H9. Given our current knowledge
base the CIP problem is too complex and dynamic to be handled (at least
initially) by any single unified strategic concept and approach. In this
context the best approach is to find a temporary framework that breaks
the overall problem into more manageable pieces (as a minimum to establish
the possible location or creation of a relevant decision-making process),
attack the pieces, and look to a unified and temporally more stable national
and international CIP strategy and framework/solution space to take shape
over time.
H10. It is necessary that we carefully
study an elaborated set of cyber stimuli (attack modes), applied
to specific vulnerabilities, leading to specific elaborated effects,
and associated relevant responses. These studies must often
be both infrastructure sector specific and inter-infrastructure because
of greatly varying system architectures, dependencies, and effects across
the differing infrastructure sectors.
H11. Political-military context
is important. The effects of an attack on one or more critical infrastructures
can vary greatly depending on whether the United States is in "steady
state," or, for example, is in the midst of a major overseas troop
deployment. In the former case, the effects are likely to be somewhat
localized, not unlike the effects of a major hurricane or earthquake.
In the latter case, it is conceivable that key portions of a deployment
might be delayed for up to several days or more, resulting in a possible
altered (degraded) military or political situation.

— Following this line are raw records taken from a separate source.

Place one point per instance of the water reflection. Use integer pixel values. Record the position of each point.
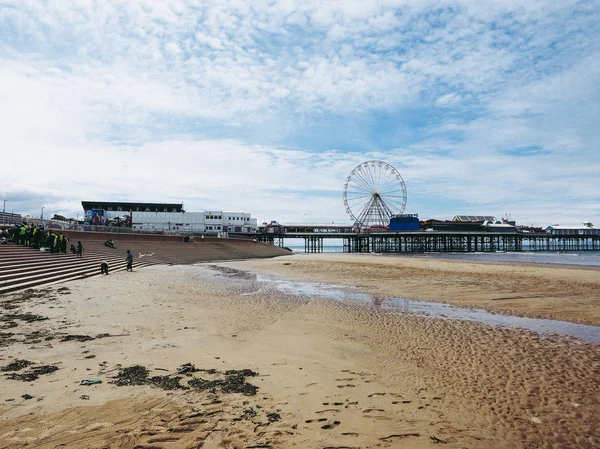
(436, 310)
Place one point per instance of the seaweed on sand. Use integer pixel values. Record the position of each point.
(34, 374)
(17, 365)
(132, 375)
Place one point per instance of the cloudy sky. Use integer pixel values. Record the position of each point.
(484, 107)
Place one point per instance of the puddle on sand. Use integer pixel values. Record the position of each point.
(438, 310)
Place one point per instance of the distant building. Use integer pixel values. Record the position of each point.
(586, 229)
(474, 218)
(406, 222)
(165, 217)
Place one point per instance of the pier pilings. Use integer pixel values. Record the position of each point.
(439, 242)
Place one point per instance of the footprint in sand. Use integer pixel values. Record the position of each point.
(331, 426)
(308, 421)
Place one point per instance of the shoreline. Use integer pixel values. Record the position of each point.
(329, 373)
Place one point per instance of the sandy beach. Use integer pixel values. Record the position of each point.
(329, 373)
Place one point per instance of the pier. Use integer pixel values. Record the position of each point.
(435, 241)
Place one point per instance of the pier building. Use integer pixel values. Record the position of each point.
(166, 217)
(586, 229)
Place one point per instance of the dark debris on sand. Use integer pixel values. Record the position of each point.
(133, 375)
(27, 317)
(234, 381)
(33, 374)
(17, 365)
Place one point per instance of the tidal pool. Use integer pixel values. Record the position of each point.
(582, 332)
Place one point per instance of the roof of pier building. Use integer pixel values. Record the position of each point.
(474, 218)
(132, 206)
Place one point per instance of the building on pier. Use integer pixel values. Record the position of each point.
(586, 229)
(165, 217)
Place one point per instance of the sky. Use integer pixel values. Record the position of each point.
(483, 107)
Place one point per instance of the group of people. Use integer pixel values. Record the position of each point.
(37, 237)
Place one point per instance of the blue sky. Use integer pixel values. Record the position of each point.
(266, 107)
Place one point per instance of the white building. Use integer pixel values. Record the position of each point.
(162, 217)
(207, 221)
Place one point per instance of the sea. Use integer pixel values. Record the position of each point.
(584, 259)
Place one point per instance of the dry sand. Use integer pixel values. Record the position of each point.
(332, 374)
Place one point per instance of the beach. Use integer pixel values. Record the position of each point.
(329, 373)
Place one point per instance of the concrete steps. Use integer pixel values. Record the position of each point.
(22, 267)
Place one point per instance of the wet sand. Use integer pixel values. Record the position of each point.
(330, 373)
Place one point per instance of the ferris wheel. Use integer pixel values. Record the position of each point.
(374, 191)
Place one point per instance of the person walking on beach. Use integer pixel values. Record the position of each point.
(129, 261)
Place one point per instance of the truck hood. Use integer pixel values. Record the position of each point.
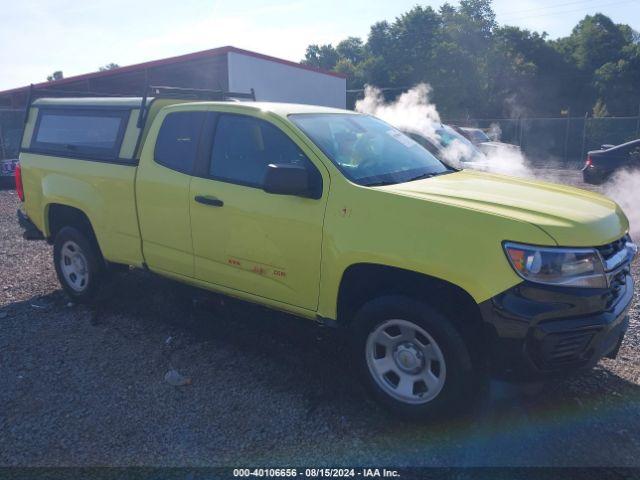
(499, 145)
(572, 217)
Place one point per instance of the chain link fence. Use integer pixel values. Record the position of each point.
(564, 141)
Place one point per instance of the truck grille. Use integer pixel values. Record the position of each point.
(610, 249)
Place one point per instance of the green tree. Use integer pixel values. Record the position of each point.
(321, 56)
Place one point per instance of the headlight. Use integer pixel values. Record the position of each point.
(571, 267)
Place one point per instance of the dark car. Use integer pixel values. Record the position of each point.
(601, 164)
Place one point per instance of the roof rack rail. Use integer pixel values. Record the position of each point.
(199, 93)
(156, 91)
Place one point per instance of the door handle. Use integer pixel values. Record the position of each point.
(211, 201)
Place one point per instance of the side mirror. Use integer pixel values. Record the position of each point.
(286, 179)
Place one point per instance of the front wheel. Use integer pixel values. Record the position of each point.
(411, 357)
(78, 263)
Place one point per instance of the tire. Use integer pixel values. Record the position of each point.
(79, 265)
(428, 367)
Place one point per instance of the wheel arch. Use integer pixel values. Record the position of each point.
(362, 282)
(57, 216)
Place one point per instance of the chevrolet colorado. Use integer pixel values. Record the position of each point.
(439, 275)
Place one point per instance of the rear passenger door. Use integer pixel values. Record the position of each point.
(162, 190)
(244, 238)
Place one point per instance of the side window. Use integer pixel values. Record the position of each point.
(243, 147)
(80, 132)
(177, 143)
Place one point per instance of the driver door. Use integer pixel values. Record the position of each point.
(248, 240)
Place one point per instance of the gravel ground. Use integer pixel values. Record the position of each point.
(84, 386)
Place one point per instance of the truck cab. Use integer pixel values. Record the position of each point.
(439, 275)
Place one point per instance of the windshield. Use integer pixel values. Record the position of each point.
(367, 150)
(477, 135)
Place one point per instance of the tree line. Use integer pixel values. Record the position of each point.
(481, 69)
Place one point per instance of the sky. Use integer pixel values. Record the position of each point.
(38, 37)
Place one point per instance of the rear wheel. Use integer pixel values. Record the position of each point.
(411, 357)
(78, 264)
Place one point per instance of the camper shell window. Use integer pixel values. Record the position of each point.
(88, 133)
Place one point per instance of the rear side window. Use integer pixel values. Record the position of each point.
(177, 143)
(243, 147)
(80, 132)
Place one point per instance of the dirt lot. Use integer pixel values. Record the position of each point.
(85, 386)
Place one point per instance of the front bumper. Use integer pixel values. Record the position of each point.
(538, 331)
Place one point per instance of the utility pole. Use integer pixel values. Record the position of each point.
(584, 134)
(566, 135)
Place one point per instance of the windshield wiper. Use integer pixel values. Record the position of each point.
(380, 184)
(429, 175)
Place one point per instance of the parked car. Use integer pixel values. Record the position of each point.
(601, 164)
(480, 139)
(339, 218)
(451, 148)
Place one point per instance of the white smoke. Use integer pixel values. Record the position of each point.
(623, 187)
(495, 132)
(412, 111)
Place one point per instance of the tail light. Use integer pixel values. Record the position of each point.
(19, 187)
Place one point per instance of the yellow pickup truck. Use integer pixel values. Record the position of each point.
(440, 276)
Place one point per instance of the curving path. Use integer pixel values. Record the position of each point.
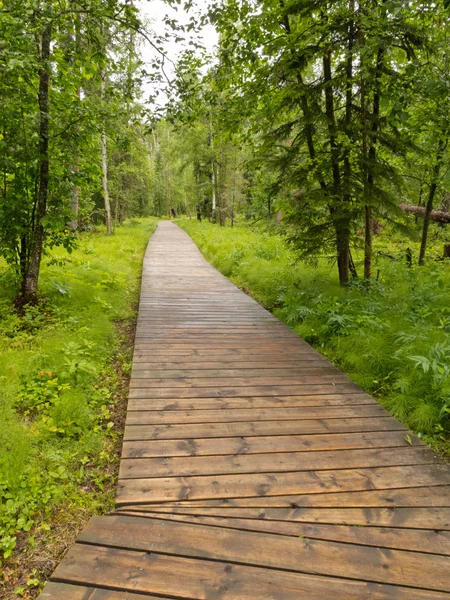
(252, 469)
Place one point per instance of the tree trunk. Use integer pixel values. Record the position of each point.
(105, 168)
(341, 223)
(431, 195)
(367, 242)
(30, 282)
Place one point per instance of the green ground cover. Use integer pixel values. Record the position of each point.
(391, 337)
(61, 367)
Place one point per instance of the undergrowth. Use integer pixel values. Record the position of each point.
(61, 367)
(391, 337)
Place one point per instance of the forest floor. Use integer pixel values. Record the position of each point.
(391, 336)
(64, 371)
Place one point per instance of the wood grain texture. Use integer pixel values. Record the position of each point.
(251, 467)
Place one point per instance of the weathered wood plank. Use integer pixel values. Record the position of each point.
(248, 402)
(257, 445)
(150, 417)
(429, 541)
(421, 496)
(141, 491)
(256, 428)
(252, 468)
(270, 551)
(275, 462)
(151, 573)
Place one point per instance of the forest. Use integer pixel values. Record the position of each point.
(307, 154)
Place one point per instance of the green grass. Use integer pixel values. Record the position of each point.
(391, 337)
(58, 383)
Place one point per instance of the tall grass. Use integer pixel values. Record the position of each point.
(391, 337)
(57, 384)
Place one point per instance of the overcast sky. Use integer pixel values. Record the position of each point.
(155, 11)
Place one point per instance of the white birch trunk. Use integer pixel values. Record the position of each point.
(105, 169)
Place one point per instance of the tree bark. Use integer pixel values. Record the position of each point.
(341, 223)
(105, 168)
(30, 282)
(431, 195)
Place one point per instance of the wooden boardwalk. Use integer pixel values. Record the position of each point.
(253, 469)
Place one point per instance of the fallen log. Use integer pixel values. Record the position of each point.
(436, 215)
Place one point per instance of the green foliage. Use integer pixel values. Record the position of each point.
(57, 385)
(390, 336)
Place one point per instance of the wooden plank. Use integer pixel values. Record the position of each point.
(258, 428)
(201, 382)
(410, 496)
(166, 489)
(428, 541)
(195, 374)
(437, 519)
(270, 551)
(249, 402)
(257, 445)
(275, 462)
(177, 577)
(243, 392)
(65, 591)
(150, 417)
(237, 364)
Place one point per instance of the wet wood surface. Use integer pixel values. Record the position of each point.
(252, 468)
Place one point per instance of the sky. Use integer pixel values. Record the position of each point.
(155, 11)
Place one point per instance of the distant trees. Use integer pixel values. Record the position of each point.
(55, 59)
(334, 109)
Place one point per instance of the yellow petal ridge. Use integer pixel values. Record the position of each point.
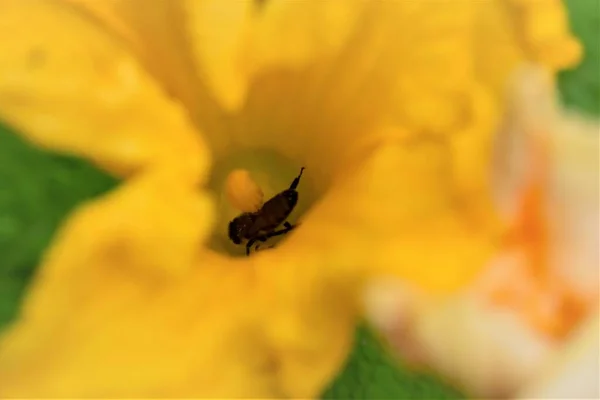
(69, 86)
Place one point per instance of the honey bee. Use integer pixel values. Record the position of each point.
(261, 225)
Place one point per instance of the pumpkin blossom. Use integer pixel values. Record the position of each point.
(390, 106)
(531, 316)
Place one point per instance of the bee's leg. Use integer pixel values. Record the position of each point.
(288, 227)
(252, 241)
(296, 181)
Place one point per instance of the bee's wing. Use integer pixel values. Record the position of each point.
(542, 143)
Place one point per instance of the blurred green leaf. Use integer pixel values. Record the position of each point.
(37, 191)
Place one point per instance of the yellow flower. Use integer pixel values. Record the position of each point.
(390, 106)
(531, 317)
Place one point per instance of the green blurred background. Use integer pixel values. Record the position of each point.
(38, 189)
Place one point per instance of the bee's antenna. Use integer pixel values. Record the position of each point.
(296, 181)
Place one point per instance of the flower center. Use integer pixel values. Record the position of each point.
(272, 173)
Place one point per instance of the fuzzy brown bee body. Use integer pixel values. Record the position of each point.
(262, 224)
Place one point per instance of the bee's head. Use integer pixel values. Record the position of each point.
(238, 227)
(234, 232)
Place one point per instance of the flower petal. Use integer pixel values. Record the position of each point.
(234, 40)
(70, 86)
(155, 32)
(127, 305)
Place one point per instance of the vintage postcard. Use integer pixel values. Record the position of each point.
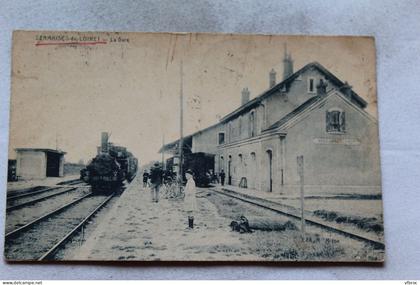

H12. The studies of attack modes,
vulnerabilities, effects, and responses mentioned in H10, above, must
be based on focused discussions between government and the private sector
firms that operate much of the U.S. critical infrastructure. Such discussions
would be greatly enhanced if government came with an understanding of
the attack modes most relevant to a particular infrastructure sector and
the specific vulnerabilities of that sector - having then studied the
likely effects of, and range of possible responses to, a strategic-level
attack upon that sector capitalizing on those vulnerabilities.

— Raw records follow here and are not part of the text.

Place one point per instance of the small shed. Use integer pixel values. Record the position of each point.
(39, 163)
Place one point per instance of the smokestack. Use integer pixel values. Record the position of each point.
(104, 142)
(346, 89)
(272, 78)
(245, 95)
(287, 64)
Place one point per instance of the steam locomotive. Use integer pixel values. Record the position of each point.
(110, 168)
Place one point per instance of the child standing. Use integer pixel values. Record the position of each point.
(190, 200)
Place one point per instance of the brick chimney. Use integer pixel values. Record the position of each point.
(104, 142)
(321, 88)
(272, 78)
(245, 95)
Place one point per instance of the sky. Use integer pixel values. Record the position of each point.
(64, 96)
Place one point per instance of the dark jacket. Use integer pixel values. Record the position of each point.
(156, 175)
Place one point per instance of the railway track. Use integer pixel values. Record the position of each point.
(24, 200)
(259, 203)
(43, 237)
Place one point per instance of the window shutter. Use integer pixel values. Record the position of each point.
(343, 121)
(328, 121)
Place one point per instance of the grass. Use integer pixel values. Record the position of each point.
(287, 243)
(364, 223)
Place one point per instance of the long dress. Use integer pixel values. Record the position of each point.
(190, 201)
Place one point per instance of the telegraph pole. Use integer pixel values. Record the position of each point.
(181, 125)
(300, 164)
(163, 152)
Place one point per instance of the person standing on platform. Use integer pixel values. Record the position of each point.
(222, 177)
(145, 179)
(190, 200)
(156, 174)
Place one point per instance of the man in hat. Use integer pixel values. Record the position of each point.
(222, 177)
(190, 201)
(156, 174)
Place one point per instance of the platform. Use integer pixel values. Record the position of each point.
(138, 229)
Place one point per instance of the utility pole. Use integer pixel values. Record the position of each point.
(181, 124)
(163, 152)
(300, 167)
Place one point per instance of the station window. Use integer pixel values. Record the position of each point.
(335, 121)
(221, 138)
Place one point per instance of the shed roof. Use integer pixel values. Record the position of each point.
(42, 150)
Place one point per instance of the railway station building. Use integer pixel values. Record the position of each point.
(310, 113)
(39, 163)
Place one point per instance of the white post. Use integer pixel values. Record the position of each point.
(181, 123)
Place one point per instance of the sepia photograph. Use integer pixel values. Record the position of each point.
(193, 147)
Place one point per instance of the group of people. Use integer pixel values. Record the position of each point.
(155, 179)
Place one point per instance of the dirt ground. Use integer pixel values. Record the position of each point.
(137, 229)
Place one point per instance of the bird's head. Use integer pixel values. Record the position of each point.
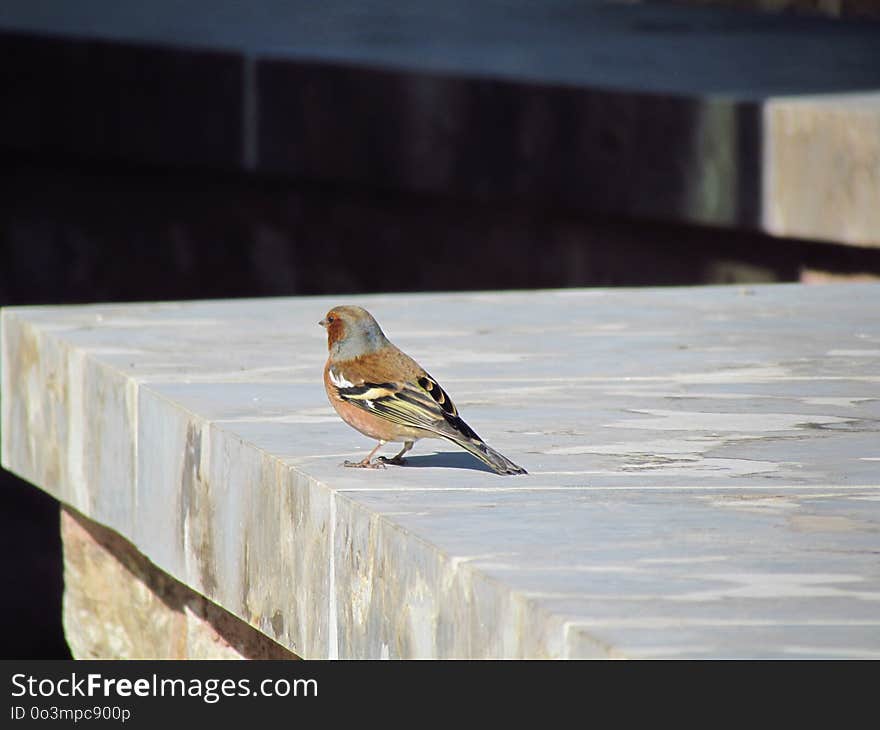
(351, 332)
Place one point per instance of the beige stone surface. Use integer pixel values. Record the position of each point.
(703, 471)
(118, 605)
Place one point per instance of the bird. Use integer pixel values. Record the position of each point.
(382, 392)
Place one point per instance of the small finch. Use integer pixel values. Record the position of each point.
(386, 395)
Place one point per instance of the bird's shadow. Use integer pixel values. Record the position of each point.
(445, 460)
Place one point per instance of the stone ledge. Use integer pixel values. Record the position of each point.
(119, 605)
(703, 462)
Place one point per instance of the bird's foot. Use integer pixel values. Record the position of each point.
(364, 464)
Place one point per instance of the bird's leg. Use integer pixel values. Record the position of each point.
(365, 463)
(397, 459)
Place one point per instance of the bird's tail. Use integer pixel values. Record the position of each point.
(495, 460)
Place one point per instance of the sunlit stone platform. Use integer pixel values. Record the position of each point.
(704, 476)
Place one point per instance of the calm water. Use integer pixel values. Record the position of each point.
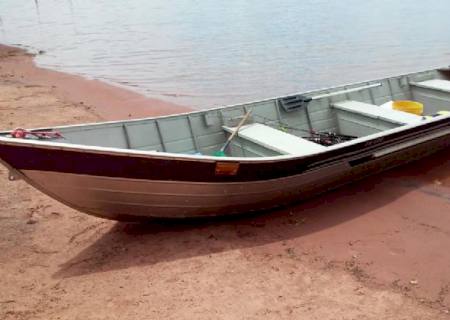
(210, 52)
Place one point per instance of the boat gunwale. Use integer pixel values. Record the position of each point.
(213, 159)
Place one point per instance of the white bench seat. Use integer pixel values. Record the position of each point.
(276, 140)
(435, 84)
(377, 112)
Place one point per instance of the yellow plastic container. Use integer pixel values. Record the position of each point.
(408, 106)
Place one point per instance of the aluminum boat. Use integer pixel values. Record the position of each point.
(282, 150)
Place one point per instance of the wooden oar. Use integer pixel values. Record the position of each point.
(221, 152)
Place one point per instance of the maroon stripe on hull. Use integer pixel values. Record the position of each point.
(159, 168)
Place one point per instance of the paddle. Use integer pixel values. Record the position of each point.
(221, 152)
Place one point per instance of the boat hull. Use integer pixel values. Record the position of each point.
(127, 199)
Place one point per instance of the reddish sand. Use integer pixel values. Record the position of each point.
(377, 249)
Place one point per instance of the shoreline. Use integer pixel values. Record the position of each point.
(108, 101)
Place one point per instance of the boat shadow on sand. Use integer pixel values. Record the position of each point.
(328, 223)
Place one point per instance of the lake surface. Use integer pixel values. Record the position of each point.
(209, 53)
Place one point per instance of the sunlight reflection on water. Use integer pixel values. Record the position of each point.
(207, 53)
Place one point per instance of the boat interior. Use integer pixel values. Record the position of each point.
(292, 125)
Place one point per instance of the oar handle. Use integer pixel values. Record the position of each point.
(241, 123)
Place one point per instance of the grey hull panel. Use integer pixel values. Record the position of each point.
(130, 199)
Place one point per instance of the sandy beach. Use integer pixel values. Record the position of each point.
(377, 249)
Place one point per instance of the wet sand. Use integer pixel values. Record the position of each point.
(377, 249)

H13. While CIP problems are global,
and many critical infrastructures are controlled by international corporations,
it is reasonable to begin to approach the problem domestically
and with U.S.-based multinational infrastructure owners and operators.

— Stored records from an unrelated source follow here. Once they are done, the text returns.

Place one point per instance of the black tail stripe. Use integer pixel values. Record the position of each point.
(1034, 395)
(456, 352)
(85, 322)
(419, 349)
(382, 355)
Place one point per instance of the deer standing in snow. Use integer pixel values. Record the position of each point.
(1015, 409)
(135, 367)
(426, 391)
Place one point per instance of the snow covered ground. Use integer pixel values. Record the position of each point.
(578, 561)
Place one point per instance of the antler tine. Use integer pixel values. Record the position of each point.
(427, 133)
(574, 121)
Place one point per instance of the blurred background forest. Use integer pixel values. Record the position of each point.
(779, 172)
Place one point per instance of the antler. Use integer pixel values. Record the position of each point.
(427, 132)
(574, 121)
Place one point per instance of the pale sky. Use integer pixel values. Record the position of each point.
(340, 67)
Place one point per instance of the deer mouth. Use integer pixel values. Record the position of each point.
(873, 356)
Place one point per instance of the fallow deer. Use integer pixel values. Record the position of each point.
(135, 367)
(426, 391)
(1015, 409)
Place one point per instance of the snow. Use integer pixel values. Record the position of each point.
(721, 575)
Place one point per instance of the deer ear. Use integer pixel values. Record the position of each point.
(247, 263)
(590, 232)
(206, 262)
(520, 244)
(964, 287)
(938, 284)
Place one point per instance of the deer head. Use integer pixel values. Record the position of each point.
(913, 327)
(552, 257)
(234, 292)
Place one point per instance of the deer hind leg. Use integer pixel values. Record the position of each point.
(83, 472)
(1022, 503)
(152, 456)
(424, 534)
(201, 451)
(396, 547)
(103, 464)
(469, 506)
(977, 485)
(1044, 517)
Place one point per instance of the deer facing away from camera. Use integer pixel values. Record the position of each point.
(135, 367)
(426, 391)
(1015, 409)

As international issues emerge, they can then be addressed multilaterally
with a better understanding of and perspective on domestic interests and
constraints.
Conclusions
It should be clear from the above discussion that there is no simple
"silver bullet" for enhancing U.S. or global critical information
infrastructure protection, or even more broadly, information infrastructure-based
critical infrastructures such as electric power. It is still quite unclear
how vulnerable key sectors are, how widespread the effects of a major
strategic attack might be, and how effective various responses to that
attack - such as work-arounds and reconstitution - might be. It is also
unclear how well an adversary (e.g., a nation-state or major terrorist
group) could marshal the necessary knowledge and resources to mount a
strategic-level attack, especially without its preparations and probes
being detected.
Given this state of considerable
uncertainty, the best approach at the U.S. national level is to consider
and refine hypotheses such as we've outlined in this testimony. This process
will eventually require analysts and policy makers to get "down into
the details" for each critical infrastructure sector. This should
lead to a clearer, more focused understanding of the particular attack
modes that might be most troublesome, the particular generic vulnerabilities
that are most worrisome for that sector, the expected type and extent
of effects that the sector might suffer, the importance (to the nation)
and costs that might be incurred by those effects, and the types and effectiveness
of responses that might be expected (by the private sector and by the
government). The government might then be prepared to enter into tangible,
specific dialogues with relevant sector providers about these data, at
a level of detail that can engage the interest of those providers.